ChattyCarole
Some great advice
My mouth fell open this morning.
I had been feeling frustrated at how slow weight loss has been, especially lately. I know that slow is good; it means that my weight loss has a higher chance of being permanent. But still…ugh!!!
My lovely hairdresser, while she was snipping away, wisely suggested that I stop weighing myself every day. It’s a habit of mine. I’m afraid my weight will spiral out of control if I don’t do it. Sounds crazy, but that’s how I feel. I need a daily check in. Trouble is, it sets the tone for my day, good or bad. If the scale moves down, GREAT! But if it moves up, I start analyzing what I did wrong – what I ate, did I move my body enough, etc. I know that weight can go up and down for all kinds of reasons. But I’m hard on myself.

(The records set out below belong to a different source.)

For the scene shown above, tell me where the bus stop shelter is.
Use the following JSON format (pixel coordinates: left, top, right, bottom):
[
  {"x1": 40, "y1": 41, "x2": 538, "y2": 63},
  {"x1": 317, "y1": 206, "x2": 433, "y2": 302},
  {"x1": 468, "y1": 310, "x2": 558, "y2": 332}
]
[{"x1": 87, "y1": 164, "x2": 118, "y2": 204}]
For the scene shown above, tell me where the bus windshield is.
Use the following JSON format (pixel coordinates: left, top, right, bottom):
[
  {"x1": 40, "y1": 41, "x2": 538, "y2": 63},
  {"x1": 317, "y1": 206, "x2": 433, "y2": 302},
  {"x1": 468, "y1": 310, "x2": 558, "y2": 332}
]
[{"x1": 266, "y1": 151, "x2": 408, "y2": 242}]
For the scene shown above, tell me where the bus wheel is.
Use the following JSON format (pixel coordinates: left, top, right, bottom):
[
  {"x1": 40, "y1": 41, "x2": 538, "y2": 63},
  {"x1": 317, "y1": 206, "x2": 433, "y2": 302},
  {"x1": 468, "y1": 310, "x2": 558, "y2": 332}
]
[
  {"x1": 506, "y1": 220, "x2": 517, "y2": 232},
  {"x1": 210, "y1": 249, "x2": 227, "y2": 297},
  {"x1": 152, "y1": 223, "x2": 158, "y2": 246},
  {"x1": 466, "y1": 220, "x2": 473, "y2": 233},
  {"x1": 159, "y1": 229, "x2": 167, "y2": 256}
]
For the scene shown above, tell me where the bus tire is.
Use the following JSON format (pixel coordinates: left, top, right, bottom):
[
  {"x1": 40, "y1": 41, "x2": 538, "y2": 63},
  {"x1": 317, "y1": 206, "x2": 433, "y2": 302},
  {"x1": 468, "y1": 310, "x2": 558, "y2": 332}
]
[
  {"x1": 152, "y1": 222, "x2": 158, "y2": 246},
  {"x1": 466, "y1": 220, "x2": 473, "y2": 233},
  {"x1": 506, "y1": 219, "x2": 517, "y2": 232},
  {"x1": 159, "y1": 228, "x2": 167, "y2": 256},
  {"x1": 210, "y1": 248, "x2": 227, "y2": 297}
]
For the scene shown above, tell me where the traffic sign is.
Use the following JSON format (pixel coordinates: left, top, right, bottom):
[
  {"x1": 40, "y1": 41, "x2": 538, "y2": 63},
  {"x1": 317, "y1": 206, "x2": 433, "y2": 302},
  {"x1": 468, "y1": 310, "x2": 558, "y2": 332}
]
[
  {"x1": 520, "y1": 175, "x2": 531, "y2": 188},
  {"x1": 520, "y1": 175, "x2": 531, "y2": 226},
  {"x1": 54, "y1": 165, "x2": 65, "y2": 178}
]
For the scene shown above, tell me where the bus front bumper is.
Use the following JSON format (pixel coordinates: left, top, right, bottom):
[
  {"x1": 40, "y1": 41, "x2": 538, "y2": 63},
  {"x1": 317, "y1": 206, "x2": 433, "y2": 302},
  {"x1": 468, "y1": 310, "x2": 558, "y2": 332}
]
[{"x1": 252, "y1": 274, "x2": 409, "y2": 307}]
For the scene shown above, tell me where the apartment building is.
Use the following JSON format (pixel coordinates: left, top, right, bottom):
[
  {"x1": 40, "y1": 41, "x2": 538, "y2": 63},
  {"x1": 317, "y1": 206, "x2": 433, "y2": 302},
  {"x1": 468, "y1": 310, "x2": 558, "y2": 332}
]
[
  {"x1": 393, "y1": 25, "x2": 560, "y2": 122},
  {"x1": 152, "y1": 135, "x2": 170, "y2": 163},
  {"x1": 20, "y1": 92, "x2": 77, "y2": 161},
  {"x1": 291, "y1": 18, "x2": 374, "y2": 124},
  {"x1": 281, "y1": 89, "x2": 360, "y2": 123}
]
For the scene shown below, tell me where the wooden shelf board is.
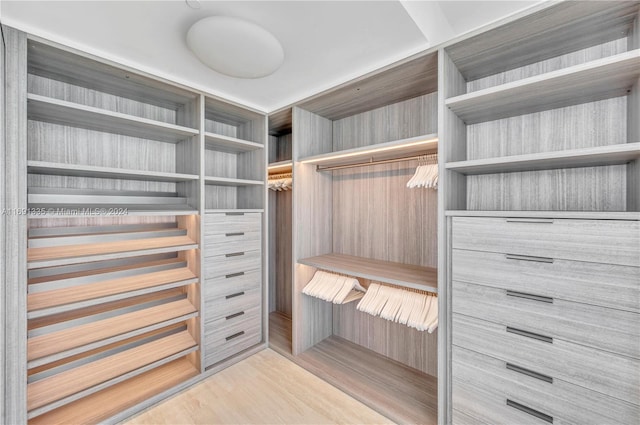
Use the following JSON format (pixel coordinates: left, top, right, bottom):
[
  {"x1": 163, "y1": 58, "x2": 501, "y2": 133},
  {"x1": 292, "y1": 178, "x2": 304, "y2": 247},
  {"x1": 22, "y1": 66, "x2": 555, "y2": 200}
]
[
  {"x1": 446, "y1": 143, "x2": 640, "y2": 175},
  {"x1": 205, "y1": 209, "x2": 264, "y2": 214},
  {"x1": 446, "y1": 50, "x2": 640, "y2": 124},
  {"x1": 28, "y1": 299, "x2": 197, "y2": 363},
  {"x1": 28, "y1": 267, "x2": 197, "y2": 314},
  {"x1": 204, "y1": 176, "x2": 264, "y2": 187},
  {"x1": 27, "y1": 331, "x2": 197, "y2": 412},
  {"x1": 204, "y1": 132, "x2": 263, "y2": 153},
  {"x1": 298, "y1": 134, "x2": 438, "y2": 168},
  {"x1": 268, "y1": 160, "x2": 293, "y2": 174},
  {"x1": 27, "y1": 161, "x2": 199, "y2": 182},
  {"x1": 27, "y1": 235, "x2": 197, "y2": 269},
  {"x1": 27, "y1": 94, "x2": 199, "y2": 143},
  {"x1": 445, "y1": 210, "x2": 640, "y2": 221},
  {"x1": 28, "y1": 205, "x2": 197, "y2": 218},
  {"x1": 298, "y1": 253, "x2": 437, "y2": 293}
]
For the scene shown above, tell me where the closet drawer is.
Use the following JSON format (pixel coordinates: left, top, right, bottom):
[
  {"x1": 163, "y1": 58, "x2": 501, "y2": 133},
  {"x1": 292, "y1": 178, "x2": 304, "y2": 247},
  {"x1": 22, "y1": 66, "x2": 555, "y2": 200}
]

So I took her advice. I stopped weighing myself every morning. I skipped Sunday, Monday, Tuesday and Wednesday. This morning, I decided I would see where things were at. And that’s when my mouth literally fell open. O!
187.0 lbs.
For reals. I have been stuck in the 190’s for weeks now.
Now I'm analyzing why it suddenly moved? Is it because I’m obsessing less about the number by skipping some days? OMG I need to stop analyzing! I need to stop trying to figure it out and just be happy!
I've lost 35 lbs. That's a small child! This motivates me to continue making healthy food choices and to move my body. It's working and I'm feeling better - physically and mentally. One pound at a time.